Friday, October 4, 2013

What is the truth of love?

" I care about how YOU feel," not "I like how you make ME feel."

See the difference?

The truth of love is to love other people the way they are, even though they may not do things that please you; unconditionally accept the fact that they have their own rights of making decisions without trying to change them; love yourself enough to walk away from a relationship that is unhealthy for you without manipulating others to do what you want them to do.

Some people do not agree. When I asked them why, they said: "I can't love him if he is wrong. And he needs to change."

  • Can you see what's behind this statement: I will only love him if he change to what I want him to be.
  • Do you sense FEAR: I am afraid if he doesn't change, he might harm himself and me.
This is where most of us get stuck with our loved ones. We can't lovingly accept bad behaviors from people we love. 

What's behind this non-accepting behavior? The need of staying in control with the people and events around us. 

But if we hold onto this need, we will start to get angry, upset, and appear manipulating to others. This often creates huge disconnection between you and your loved ones. 

What if the behaviors are destructive and you do not want to be part of it? Lovingly accept it as a fact, and make a decision to walk away. But most people stay around and looking for ways to change that bad-behaving person, only resulting more conflicts and stresses for all involved.
 
It is not your job to change your partner.
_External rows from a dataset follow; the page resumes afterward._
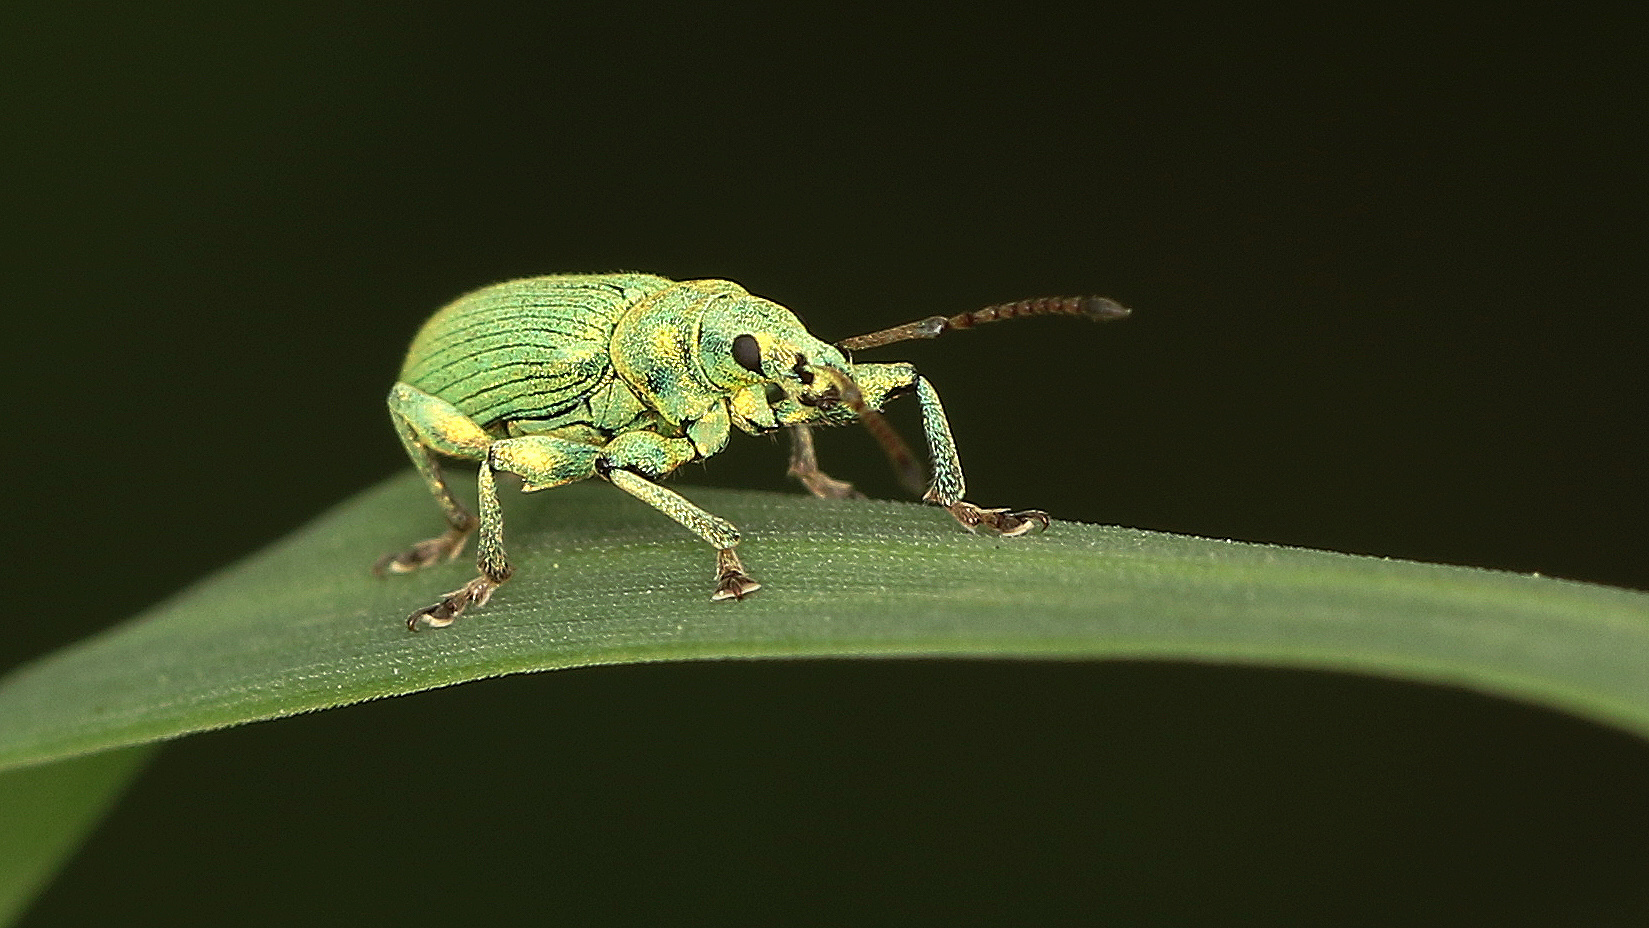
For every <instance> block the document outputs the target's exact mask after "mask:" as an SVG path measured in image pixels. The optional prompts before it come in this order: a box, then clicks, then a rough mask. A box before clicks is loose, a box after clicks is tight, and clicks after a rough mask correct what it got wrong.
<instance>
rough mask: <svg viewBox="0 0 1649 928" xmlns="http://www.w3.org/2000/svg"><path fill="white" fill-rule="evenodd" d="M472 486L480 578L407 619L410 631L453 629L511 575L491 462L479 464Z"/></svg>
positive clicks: (468, 583) (500, 514) (476, 578)
mask: <svg viewBox="0 0 1649 928" xmlns="http://www.w3.org/2000/svg"><path fill="white" fill-rule="evenodd" d="M475 486H477V494H478V496H480V504H482V519H480V527H482V541H480V551H478V552H477V557H475V567H477V569H478V570H480V577H475V579H473V580H470V582H468V584H465V585H462V587H458V588H457V590H452V592H450V593H447V595H445V597H442V598H440V602H437V603H435V605H429V607H424V608H420V610H417V612H414V613H412V615H409V616H407V630H409V631H419V630H420V628H445V626H449V625H452V621H453V620H455V618H458V616H460V615H463V610H467V608H472V607H475V608H480V607H483V605H486V600H490V598H491V597H493V590H496V588H498V587H500V585H501V584H503V582H505V580H508V579H510V574H513V572H514V569H513V567H511V565H510V559H508V557H505V536H503V511H501V509H500V506H498V486H496V483H495V481H493V468H491V462H488V460H483V462H482V468H480V473H478V475H477V480H475Z"/></svg>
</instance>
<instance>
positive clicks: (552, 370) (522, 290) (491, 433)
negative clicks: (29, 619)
mask: <svg viewBox="0 0 1649 928" xmlns="http://www.w3.org/2000/svg"><path fill="white" fill-rule="evenodd" d="M1044 313H1064V315H1087V316H1090V318H1097V320H1105V318H1121V316H1125V315H1126V310H1123V308H1121V307H1118V305H1116V303H1113V302H1110V300H1102V298H1095V297H1082V298H1070V300H1024V302H1021V303H1004V305H999V307H989V308H986V310H980V312H976V313H965V315H960V316H948V318H947V316H932V318H928V320H922V321H918V323H910V325H905V326H895V328H892V330H886V331H882V333H874V335H869V336H859V338H853V340H846V341H843V343H841V346H836V344H828V343H824V341H820V340H818V338H815V336H813V335H810V333H808V331H806V328H805V326H803V325H801V321H800V320H798V318H796V316H795V315H793V313H792V312H790V310H787V308H783V307H780V305H778V303H773V302H770V300H763V298H760V297H755V295H752V293H749V292H745V290H744V288H742V287H739V285H737V284H732V282H731V280H684V282H676V280H668V279H665V277H655V275H650V274H571V275H552V277H531V279H524V280H511V282H506V284H496V285H493V287H485V288H482V290H477V292H473V293H468V295H465V297H460V298H458V300H455V302H453V303H450V305H447V307H445V308H442V310H440V312H437V313H435V315H434V316H430V320H429V321H427V323H424V328H422V330H419V333H417V336H416V338H414V341H412V348H411V349H409V351H407V359H406V363H404V366H402V369H401V379H399V382H397V384H396V386H394V389H392V391H391V394H389V412H391V419H392V420H394V424H396V430H397V434H399V435H401V440H402V443H404V445H406V448H407V455H409V457H411V458H412V462H414V463H416V465H417V468H419V473H422V475H424V480H425V483H427V485H429V488H430V493H432V494H434V496H435V499H437V501H439V503H440V506H442V511H444V514H445V516H447V526H449V527H447V532H444V534H442V536H439V537H432V539H429V541H424V542H419V544H417V546H414V547H411V549H409V551H406V552H401V554H396V555H389V557H384V559H381V560H379V570H391V572H411V570H417V569H420V567H427V565H430V564H439V562H442V560H447V559H450V557H453V555H457V552H458V551H460V549H462V547H463V542H465V539H467V537H468V534H470V532H472V531H475V529H477V527H478V529H480V547H478V555H477V565H478V570H480V575H478V577H477V579H473V580H470V582H468V584H467V585H465V587H462V588H458V590H453V592H452V593H449V595H447V597H444V598H442V602H439V603H435V605H432V607H427V608H422V610H419V612H414V613H412V616H411V618H409V620H407V625H409V628H414V630H416V628H420V626H445V625H450V623H452V620H453V618H455V616H457V615H458V613H462V612H463V610H465V608H470V607H478V605H483V603H485V602H486V600H488V597H491V593H493V590H495V588H496V587H498V585H500V584H503V582H505V580H506V579H508V577H510V572H511V567H510V562H508V559H506V555H505V551H503V523H501V514H500V511H498V496H496V486H495V483H493V473H495V471H498V470H503V471H510V473H516V475H519V476H521V478H523V480H524V481H526V483H524V486H523V488H524V490H528V491H533V490H546V488H551V486H561V485H566V483H572V481H577V480H585V478H590V476H604V478H607V480H610V481H612V483H615V485H617V486H620V488H622V490H625V491H627V493H632V494H635V496H637V498H640V499H643V501H646V503H650V504H653V506H655V508H658V509H660V511H663V513H665V514H666V516H669V518H673V519H676V521H678V523H681V524H683V526H686V527H688V529H691V531H693V532H696V534H698V536H699V537H702V539H704V541H706V542H709V544H712V546H714V547H716V549H717V570H716V592H714V597H712V598H717V600H724V598H744V597H745V595H749V593H752V592H755V590H757V588H759V585H757V584H755V582H754V580H750V577H749V575H745V574H744V569H742V565H740V562H739V557H737V555H735V554H734V547H735V546H737V544H739V532H737V529H735V527H734V526H732V524H731V523H727V521H724V519H719V518H717V516H712V514H709V513H706V511H704V509H699V508H698V506H694V504H693V503H689V501H688V499H684V498H683V496H679V494H678V493H674V491H671V490H666V488H663V486H660V485H658V483H655V481H653V480H651V478H656V476H663V475H666V473H669V471H673V470H676V468H678V466H681V465H684V463H689V462H694V460H702V458H707V457H711V455H714V453H716V452H719V450H722V448H724V447H726V445H727V438H729V435H731V432H732V430H734V429H739V430H744V432H752V434H757V432H768V430H773V429H780V427H788V429H790V430H792V437H793V452H792V468H790V470H792V473H793V475H795V476H796V478H798V480H801V483H803V485H806V486H808V490H811V491H813V493H815V494H818V496H838V498H839V496H854V494H857V493H856V491H854V490H853V486H851V485H848V483H843V481H838V480H831V478H829V476H828V475H824V473H823V471H820V468H818V463H816V460H815V457H813V440H811V434H810V425H836V424H843V422H853V420H861V422H864V424H866V425H867V427H871V430H872V434H876V437H877V438H879V440H881V442H882V445H884V448H887V452H889V457H890V458H892V462H894V465H895V466H897V468H899V470H900V473H902V476H905V480H907V483H914V485H918V483H920V466H918V465H915V462H914V458H912V455H910V453H909V452H907V450H905V447H904V443H902V442H900V440H899V437H897V435H894V432H892V430H890V429H889V427H887V424H886V422H884V420H882V419H881V415H879V410H881V407H882V404H886V402H887V401H889V399H894V397H895V396H900V394H905V392H915V394H917V397H918V402H920V404H922V414H923V432H925V435H927V440H928V448H930V452H932V485H930V486H928V488H927V493H925V494H923V498H925V499H927V501H930V503H937V504H940V506H945V508H948V509H950V511H951V514H955V516H956V519H958V521H960V523H961V524H963V526H968V527H970V529H986V531H991V532H994V534H1003V536H1019V534H1026V532H1027V531H1032V529H1039V527H1045V526H1047V516H1045V514H1044V513H1039V511H1024V513H1009V511H1008V509H981V508H978V506H975V504H971V503H965V501H963V499H961V496H963V481H961V466H960V463H958V462H956V450H955V442H953V440H951V435H950V427H948V424H947V422H945V414H943V409H942V407H940V404H938V394H937V392H935V391H933V387H932V384H928V382H927V379H923V377H920V376H918V374H917V373H915V368H914V366H910V364H854V363H853V361H851V359H849V358H848V356H846V354H844V351H843V346H846V348H854V349H857V348H872V346H879V344H886V343H890V341H900V340H905V338H933V336H937V335H940V333H942V331H945V330H947V328H968V326H971V325H976V323H980V321H993V320H998V318H1012V316H1019V315H1044ZM440 458H458V460H468V462H477V463H478V468H480V470H478V483H480V518H478V519H477V518H475V516H472V514H470V513H468V511H467V509H465V508H463V504H460V503H458V501H457V499H455V498H453V494H452V491H450V490H449V488H447V485H445V481H444V480H442V473H440ZM918 491H920V488H918Z"/></svg>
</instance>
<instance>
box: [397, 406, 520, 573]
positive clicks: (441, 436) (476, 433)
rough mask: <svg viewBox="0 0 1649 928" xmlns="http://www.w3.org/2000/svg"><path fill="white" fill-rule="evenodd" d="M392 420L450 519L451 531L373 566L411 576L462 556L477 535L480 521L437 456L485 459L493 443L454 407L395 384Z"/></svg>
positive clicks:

It's your job to love and accept. 

One thing you have to remember is that nobody will change just because you said so. People will change only when they decide to change. Forcing others to change only will make things worse.

But this does not mean that you have no power in your situation. Your power is within yourself. Look into yourself: why are you attracted to this person? Remember, like attract like. If you want your partner to change, find ways to change yourself first. Often times, when one partner change, the other will see the changes and eventually will make some changes accordingly.